A rendering of a five-story, 260-unit building in Berkeley.
The proposed Fourth Street development.
Renderings courtesy of the city of Berkeley

Berkeleyside reports that its titular city has prevented a proposed 260-unit development in West Berkeley from employing the development-friendly state law SB 35 to fast track city approval, citing the proximity of the city’s Shellmound as a protected historic resource.

According to the development application, 1900 Fourth Street would be a 260-unit apartment complex built on what’s presently a parking lot.

“The project site is ideally situated for mixed-use development: it is transit rich, is adjacent to one of the City’s most vibrant retail areas and has easy access to the 1-80 corridor,” the would-be developers note in the application.
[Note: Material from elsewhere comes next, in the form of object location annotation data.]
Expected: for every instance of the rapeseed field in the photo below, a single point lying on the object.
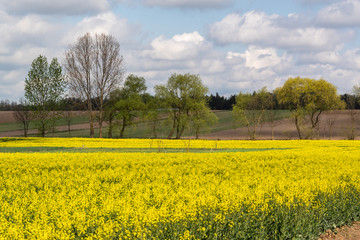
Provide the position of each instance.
(293, 190)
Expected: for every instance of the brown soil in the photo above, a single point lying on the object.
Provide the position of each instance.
(6, 116)
(343, 233)
(59, 128)
(285, 129)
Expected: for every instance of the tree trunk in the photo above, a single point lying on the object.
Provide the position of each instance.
(25, 130)
(122, 128)
(101, 114)
(197, 132)
(298, 127)
(154, 129)
(173, 128)
(91, 121)
(110, 126)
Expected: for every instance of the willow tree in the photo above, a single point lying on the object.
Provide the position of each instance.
(249, 109)
(182, 95)
(44, 88)
(94, 68)
(307, 99)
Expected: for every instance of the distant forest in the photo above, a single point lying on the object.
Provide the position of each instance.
(215, 102)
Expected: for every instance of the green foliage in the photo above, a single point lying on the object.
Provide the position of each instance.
(183, 95)
(250, 108)
(307, 99)
(130, 101)
(44, 88)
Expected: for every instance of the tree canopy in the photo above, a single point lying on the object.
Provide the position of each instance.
(44, 88)
(307, 99)
(183, 94)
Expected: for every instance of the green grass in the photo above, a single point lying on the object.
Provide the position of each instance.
(127, 150)
(142, 129)
(15, 126)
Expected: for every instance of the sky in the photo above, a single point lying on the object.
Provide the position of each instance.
(234, 46)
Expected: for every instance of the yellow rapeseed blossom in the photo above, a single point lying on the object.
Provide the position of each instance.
(137, 196)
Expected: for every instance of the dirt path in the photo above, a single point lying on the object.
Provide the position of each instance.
(333, 125)
(59, 128)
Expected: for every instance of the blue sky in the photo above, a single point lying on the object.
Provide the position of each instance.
(233, 45)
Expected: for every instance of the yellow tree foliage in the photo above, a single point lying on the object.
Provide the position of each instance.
(307, 99)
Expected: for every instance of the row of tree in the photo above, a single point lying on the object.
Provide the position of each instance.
(306, 99)
(93, 75)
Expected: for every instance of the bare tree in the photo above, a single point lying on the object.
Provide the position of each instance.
(108, 70)
(94, 69)
(23, 114)
(78, 65)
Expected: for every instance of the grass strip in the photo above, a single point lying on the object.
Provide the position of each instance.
(130, 150)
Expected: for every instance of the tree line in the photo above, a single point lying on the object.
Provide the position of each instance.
(92, 79)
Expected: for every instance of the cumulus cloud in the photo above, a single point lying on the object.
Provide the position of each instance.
(344, 13)
(269, 30)
(179, 47)
(107, 23)
(183, 3)
(67, 7)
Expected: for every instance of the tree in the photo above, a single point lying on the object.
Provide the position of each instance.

Dana Ellsworth, vice president of Rue-Ell Enterprises, hoped to use SB 35 to net speedy approval of the project.

SB 35, written by San Francisco-based State Sen. Scott Wiener, gives new housing development extensive leverage to skip past potential permitting roadblocks in virtually all California cities.

In fact, the law looks so aggressive on paper that when Gov. Jerry Brown signed it into law in 2017, NIMBYs all but called it the end of the republic. But SB 35 has its limits too.
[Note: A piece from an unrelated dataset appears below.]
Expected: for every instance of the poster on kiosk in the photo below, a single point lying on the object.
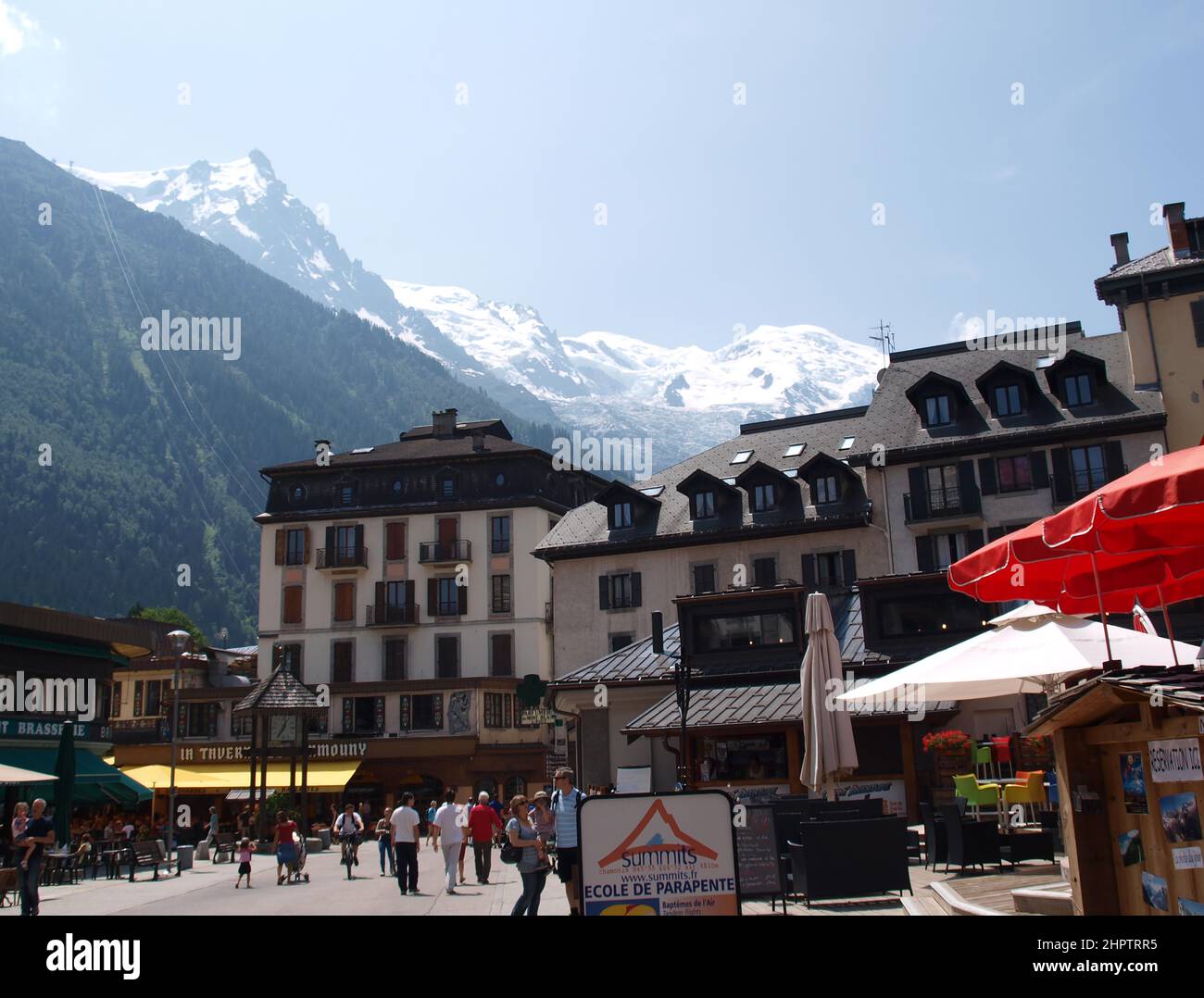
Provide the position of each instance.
(658, 854)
On Tuesday, Berkeley Planning Director Timothy Burroughs sent a letter informing Ellsworth that 1900 Fourth Street does not quality for SB 35’s largesse, chiefly citing the fact that it “cannot be applied to [a] city-designated historical landmark site without violating California’s constitution.”

The site at 1900 Fourth Street, though merely a parking lot today, sits in the area the city has designated as onetime part of a local Shellmound, which, according to Berkeley Landmarks, is “a pyramid of shell and earth, a burial ground for ancestors of the Ohlone Indian.”

As detailed in an exhaustive Sacred Land Film Project blog, Ohlone activists and supporters have long been at odds with develoepers over the potential Fourth Street construction. Ellsworth and development backers contend in building applications that the lot does not actually have any historic significance.

But the city has come down on the side of the shellmound again and barred the development from invoking SB 35 to cut through red tape. Berkeleyside notes this is the second time the city has rejected the petition.